Lab 5: The Scheduler
Feb. 7/8, 2007
[153 Home]     [UML]     [Fair-Share Scheduling]     [Kernel Analysis]     [Implementation]     [Resources]

User Mode Linux
New: Your cs153 directory is /class/cs153/cs153_07win/<login>
  1. Building the Kernel: starting from 2.6.9, an up-to-date UML is included in the kernel itself, so we can build UML without any patch.
    • Do it at school:
      1. Make sure you are in your cs153 directory:
                 cd /class/cs153/cs153_07win/<login>
      2. Untar the kernel source code into your directory:
                 tar zxvf /class/cs153/cs153_07win/lgao/linux-2.6.18-uml.tar.gz
      3. Go to the kernel source directory:
                 cd linux-2.6.18
      4. Compile the kernel:
                 ./compileuml
      5. Run the kernel:
                 ./linux
      6. Now you get the login prompt as root.
    • Do it at home:
      1. Download the 2.6.18 kernel and uncompress it:
                 tar xjvf linux-2.6.18.tar.bz2
      2. Download the config file and save it to the top kernel source directory as .config:
                 cp kernel32-2.6.18.config linux-2.6.18/.config
      3. Compile the kernel:
                 make oldconfig ARCH=um; make linux ARCH=um
      4. Download the filesystem image, uncompress it to the top kernel source directory, and rename it to be root_fs:
                 tar xjvf DSL-2.2-root_fs.bz2; mv DSL-2.2-root_fs linux-2.6.18/root_fs
      5. Run the kernel:
                 ./linux
      6. Now you get the login prompt as root.

  2. Exiting the UML environment:
    • halt or
    • shutdown -h now

  3. Accessing the host filesystem
    • Create the mount point if necessary:
               mkdir /mnt/host
    • Mount the appropriate file system:
               mount -t hostfs /home /mnt/host
    • You should now be able to access your host file system from UML at /mnt/host

  4. Test your own code:
    • In the host OS:
      • modify sched.h and sched.c in your cs153 directory, then compile and run the UML
                 ./compileuml; ./linux
      • write your own test program (create processes, specify the gid, and read /proc), compile it using -static:
                 gcc -static test.c -o test
    • In the guest OS: Make sure you can access the executable in your host filesystem, then run that executable.
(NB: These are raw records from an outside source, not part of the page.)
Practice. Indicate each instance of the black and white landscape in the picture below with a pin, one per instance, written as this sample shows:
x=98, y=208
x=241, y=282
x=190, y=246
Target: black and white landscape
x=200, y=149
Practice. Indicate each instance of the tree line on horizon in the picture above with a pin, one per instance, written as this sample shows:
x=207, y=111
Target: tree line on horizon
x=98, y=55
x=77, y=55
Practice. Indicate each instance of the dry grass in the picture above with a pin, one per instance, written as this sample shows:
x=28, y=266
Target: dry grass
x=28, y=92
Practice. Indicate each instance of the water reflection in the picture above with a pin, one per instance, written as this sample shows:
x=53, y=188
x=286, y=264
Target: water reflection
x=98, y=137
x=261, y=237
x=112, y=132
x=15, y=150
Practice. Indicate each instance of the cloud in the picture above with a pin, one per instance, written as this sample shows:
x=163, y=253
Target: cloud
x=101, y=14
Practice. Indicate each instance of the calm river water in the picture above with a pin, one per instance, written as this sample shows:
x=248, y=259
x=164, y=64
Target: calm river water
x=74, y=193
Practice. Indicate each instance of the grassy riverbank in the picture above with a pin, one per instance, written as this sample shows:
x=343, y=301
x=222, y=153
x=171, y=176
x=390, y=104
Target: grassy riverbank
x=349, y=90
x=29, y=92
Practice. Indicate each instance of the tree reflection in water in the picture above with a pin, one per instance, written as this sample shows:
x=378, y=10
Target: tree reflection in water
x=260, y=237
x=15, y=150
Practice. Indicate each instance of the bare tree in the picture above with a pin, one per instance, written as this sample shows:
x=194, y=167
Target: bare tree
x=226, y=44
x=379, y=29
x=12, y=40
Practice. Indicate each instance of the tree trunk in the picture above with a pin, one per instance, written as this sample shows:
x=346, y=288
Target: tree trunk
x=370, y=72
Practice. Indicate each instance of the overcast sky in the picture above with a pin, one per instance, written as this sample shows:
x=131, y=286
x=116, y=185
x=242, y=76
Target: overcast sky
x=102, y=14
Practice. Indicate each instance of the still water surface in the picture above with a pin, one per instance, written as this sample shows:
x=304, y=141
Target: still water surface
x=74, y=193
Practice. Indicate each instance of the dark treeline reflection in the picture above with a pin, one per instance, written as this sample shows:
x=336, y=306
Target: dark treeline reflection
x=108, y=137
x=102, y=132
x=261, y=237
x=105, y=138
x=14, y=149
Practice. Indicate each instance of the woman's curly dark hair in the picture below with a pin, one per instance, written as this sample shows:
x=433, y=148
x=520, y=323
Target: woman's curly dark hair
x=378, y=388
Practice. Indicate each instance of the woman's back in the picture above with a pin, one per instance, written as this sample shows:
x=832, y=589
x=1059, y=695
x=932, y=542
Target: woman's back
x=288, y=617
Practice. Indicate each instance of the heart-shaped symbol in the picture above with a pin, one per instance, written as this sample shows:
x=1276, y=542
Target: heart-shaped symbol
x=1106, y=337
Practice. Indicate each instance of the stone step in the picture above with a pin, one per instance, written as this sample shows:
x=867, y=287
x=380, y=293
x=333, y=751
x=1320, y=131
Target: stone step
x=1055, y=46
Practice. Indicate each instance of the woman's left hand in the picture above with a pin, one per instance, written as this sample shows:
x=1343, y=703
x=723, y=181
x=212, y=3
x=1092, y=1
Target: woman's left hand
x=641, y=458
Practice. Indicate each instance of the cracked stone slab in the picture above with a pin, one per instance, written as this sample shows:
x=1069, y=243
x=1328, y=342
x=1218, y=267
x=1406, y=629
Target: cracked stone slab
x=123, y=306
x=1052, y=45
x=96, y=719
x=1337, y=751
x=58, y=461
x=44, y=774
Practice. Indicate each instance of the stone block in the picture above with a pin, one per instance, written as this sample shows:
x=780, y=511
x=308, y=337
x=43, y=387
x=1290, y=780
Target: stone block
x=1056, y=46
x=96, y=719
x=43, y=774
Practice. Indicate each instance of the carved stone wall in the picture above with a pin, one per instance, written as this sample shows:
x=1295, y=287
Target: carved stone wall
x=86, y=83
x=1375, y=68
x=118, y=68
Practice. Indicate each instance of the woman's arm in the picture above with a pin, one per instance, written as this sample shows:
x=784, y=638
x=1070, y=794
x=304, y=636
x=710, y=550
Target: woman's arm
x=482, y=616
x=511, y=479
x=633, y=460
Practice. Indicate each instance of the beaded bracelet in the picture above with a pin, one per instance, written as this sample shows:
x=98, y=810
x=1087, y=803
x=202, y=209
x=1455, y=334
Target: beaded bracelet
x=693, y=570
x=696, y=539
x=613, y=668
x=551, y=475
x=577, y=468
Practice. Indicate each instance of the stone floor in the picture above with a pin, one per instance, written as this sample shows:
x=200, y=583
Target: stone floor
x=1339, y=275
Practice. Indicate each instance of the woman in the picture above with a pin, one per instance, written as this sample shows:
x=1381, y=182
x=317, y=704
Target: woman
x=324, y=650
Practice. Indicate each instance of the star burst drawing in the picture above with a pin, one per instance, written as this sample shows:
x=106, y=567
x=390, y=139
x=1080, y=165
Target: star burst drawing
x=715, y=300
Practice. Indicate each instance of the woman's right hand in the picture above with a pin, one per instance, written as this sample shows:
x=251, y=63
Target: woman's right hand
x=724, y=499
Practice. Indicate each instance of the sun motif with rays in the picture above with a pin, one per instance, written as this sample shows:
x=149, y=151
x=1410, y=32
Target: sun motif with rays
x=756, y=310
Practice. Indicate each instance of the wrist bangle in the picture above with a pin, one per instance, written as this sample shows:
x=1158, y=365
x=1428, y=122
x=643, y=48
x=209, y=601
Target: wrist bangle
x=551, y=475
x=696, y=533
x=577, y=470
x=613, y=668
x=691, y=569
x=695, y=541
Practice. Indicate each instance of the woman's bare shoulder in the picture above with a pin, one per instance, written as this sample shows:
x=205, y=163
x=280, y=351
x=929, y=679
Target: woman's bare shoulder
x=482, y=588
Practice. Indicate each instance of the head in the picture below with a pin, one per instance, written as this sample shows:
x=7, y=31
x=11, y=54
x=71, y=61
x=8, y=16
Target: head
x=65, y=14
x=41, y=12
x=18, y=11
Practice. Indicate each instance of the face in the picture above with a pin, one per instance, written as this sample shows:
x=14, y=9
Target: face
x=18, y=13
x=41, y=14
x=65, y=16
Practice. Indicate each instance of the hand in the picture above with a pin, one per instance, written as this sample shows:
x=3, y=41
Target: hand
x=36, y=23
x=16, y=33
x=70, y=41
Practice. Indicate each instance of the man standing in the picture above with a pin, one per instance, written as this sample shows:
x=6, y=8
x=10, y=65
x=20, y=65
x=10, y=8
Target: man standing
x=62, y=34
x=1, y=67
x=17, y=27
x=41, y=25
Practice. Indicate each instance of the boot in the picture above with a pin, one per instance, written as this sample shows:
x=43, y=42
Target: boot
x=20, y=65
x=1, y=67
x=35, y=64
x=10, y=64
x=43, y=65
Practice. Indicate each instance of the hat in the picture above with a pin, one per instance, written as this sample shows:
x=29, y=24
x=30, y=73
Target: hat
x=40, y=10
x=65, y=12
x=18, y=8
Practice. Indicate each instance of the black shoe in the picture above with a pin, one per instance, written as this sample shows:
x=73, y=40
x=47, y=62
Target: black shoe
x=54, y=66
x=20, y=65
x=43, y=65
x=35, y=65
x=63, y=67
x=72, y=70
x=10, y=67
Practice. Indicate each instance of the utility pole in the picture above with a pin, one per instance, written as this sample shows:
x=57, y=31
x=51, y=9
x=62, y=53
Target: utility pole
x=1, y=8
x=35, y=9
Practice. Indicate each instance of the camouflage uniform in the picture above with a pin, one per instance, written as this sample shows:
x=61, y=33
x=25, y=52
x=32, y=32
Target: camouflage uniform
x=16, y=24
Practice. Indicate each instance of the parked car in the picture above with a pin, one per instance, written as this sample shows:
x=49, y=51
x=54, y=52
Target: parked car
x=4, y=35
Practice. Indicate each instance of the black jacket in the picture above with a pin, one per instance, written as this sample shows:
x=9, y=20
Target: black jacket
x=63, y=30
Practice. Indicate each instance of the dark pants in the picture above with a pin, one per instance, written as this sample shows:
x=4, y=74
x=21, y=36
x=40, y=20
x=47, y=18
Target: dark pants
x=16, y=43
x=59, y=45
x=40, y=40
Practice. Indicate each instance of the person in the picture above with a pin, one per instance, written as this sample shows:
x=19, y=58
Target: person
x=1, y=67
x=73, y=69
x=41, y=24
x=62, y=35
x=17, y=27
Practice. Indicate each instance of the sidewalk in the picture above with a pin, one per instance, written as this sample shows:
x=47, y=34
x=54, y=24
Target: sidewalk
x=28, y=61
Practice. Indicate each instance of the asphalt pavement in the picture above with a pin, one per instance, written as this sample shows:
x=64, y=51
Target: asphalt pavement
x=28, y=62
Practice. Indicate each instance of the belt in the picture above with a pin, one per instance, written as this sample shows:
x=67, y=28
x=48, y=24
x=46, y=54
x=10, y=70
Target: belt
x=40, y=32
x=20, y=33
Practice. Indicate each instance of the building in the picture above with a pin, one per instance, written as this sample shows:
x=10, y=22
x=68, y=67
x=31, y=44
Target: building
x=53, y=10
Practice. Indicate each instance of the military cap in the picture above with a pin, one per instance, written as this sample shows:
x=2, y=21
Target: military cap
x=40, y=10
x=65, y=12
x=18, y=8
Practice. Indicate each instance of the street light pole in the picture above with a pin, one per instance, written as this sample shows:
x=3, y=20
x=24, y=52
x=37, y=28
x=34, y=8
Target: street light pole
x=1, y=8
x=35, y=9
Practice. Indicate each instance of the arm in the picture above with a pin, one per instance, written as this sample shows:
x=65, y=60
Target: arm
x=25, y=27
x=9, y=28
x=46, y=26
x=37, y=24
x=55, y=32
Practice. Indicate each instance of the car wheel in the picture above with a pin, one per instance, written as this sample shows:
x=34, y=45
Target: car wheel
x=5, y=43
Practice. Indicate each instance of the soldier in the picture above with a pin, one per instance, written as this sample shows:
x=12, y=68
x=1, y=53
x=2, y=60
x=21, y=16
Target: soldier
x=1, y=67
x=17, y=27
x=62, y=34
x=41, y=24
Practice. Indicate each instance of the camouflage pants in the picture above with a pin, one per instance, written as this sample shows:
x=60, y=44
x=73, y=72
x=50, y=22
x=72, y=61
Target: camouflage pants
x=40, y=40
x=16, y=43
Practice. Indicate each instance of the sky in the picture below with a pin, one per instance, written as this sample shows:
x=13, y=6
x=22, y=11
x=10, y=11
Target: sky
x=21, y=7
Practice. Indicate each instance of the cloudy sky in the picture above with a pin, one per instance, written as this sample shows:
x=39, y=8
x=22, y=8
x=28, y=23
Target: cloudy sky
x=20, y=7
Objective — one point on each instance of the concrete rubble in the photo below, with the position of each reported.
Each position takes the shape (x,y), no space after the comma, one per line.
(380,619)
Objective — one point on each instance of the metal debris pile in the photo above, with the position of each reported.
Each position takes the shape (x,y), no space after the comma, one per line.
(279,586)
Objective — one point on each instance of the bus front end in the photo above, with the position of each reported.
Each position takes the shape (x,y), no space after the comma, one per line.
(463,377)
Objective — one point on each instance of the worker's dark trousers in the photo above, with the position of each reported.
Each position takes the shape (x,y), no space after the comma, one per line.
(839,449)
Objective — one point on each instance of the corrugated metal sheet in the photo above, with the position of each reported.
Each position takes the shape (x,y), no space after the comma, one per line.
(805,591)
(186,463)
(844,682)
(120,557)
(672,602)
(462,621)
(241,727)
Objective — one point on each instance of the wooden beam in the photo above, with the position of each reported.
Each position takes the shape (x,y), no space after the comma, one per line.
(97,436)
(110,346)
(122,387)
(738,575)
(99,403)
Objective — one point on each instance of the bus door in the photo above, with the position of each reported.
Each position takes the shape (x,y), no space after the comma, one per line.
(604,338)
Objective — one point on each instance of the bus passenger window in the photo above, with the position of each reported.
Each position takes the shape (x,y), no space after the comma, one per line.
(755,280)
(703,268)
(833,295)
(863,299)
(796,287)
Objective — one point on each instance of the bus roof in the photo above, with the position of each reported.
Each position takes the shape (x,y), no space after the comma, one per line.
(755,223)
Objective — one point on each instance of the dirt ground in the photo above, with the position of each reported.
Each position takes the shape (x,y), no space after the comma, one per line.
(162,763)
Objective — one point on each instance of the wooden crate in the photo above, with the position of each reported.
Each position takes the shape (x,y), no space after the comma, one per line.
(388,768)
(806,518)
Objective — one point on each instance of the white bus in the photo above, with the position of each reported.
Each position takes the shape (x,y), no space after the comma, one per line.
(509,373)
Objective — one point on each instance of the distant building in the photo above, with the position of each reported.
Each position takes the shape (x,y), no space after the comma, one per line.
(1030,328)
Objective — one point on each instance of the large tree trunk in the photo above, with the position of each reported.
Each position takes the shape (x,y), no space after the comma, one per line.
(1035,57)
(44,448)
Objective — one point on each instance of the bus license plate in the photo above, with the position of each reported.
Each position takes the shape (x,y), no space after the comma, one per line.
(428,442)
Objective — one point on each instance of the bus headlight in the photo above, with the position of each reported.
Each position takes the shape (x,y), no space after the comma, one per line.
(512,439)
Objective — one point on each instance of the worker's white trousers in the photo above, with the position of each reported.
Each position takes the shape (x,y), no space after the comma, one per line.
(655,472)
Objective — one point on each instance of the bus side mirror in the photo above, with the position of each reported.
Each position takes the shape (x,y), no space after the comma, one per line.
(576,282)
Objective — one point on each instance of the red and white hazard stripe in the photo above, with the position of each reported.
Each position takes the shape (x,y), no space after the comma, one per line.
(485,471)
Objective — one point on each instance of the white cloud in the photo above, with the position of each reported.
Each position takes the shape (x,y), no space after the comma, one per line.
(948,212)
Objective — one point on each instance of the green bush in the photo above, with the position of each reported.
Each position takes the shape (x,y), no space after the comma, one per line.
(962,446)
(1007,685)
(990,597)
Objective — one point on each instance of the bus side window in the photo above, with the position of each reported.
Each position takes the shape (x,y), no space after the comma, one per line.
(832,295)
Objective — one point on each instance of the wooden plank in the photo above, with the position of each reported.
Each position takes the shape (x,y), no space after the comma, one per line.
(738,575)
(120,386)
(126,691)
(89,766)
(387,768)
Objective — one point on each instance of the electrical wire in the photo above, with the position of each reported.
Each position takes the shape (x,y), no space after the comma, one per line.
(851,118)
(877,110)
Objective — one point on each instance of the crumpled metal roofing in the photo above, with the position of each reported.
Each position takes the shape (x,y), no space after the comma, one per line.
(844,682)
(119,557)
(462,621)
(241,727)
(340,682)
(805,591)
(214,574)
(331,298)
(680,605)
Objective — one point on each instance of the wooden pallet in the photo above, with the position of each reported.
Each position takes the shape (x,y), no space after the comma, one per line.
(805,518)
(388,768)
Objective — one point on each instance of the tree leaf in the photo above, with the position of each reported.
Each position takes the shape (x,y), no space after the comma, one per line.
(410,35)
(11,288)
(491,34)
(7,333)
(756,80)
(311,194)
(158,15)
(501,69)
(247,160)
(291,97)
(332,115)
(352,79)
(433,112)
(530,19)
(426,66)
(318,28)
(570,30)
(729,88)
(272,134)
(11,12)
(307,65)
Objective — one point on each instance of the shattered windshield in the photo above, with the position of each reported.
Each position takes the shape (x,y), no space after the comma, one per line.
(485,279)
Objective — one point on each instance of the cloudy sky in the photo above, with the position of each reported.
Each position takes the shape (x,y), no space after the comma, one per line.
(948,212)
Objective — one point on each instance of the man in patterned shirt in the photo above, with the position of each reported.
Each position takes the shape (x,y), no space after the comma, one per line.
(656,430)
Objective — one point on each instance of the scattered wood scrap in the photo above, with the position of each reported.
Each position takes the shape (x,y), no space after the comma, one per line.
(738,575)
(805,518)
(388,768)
What is fair-share scheduling?
100% / 3 groups = 33.3% per group
Group 1: (33.3% / 3 tasks) = 11.1% per task
Group 2: (33.3% / 2 tasks) = 16.7% per task
Group 3: (33.3% / 4 tasks) = 8.3% per task
v.s. 100 % 9 tasks = 11.1% per task


Kernel Analysis
  1. Data Structures Used by the Scheduler
    • struct task_struct
      Type Name Description
      long state TASK_RUNNING, TASK_(UN)INTERRUPTIBLE, ...
      int prio dynamic priority based on static_prio and sleep_avg
      int static_prio static priority
      unsigned long rt_priority real-time priority
      unsigned long policy SCHED_NORMAL, SCHED_FIFO, SCHED_RR, SCHED_BATCH
      unsigned int time_slice ticks left in the time quantum of the process
      unsigned int first_time_slice 1 if never exhasusted quantum, otherwise 0
      unsigned long sleep_avg average sleep time
      unsigned long long timestamp time of last context switch that it is replaced or time of last insertion in the runqueue
      unsigned long long last_ran time of last context switch that it is replaced
      struct prio_array * array pointer to the runqueue's priority array that inludes the process
      struct list_head run_list pointers to the next and previous elements in the runqueue list to which the process belongs
      gid_t gid, egid, sgid group ID of the process

    • struct rq
      Type Name Description
      spinlock_t lock Only one task can modify the runqueue at any time
      unsigned long nr_running Number of runnable tasks in the runqueue
      unsigned long expired_timestamp Last time a task is running out of time quantum
      unsigned long long timestamp_last_tick time of last scheduler tick
      int best_expired_prio The highest priority of any expired task
      struct task_struct * curr pointer to the currently running process
      struct task_struct * idle pointer to the idle process
      struct prio_array * active Pointer to the lists of active processes
      struct prio_array * expired Pointer to the lists of expired processes
      struct prio_array [2] arrays The two sets of active and expired processes

    • struct prio_array
      Type Name Description
      unsigned int nr_active number of tasks in the array
      unsigned long [5] bitmap priority bitmap
      struct list_head [MAX_PRIO] queue an array of 140 priority queues (if MAX_PRIO = 140)

    • Question: How to understand p->array->queue + p->prio and which tasks are pointed to by p->runlist?

  2. Functions Used by the Scheduler
    • schedule()
    • scheduler_tick()
    • effective_prio()

  3. How time_slice is changed?
    • In sched_fork(), time_slice is shared between parent and child.
    • In scheduler_tick(), time_slice is decremented, if it becomes 0, a new time_slice is calculated depending on different scheduling policies. The task might be moved around in the priority queue.
    • In sched_exit(), when a process exits, time_slice is retrieved by its parent.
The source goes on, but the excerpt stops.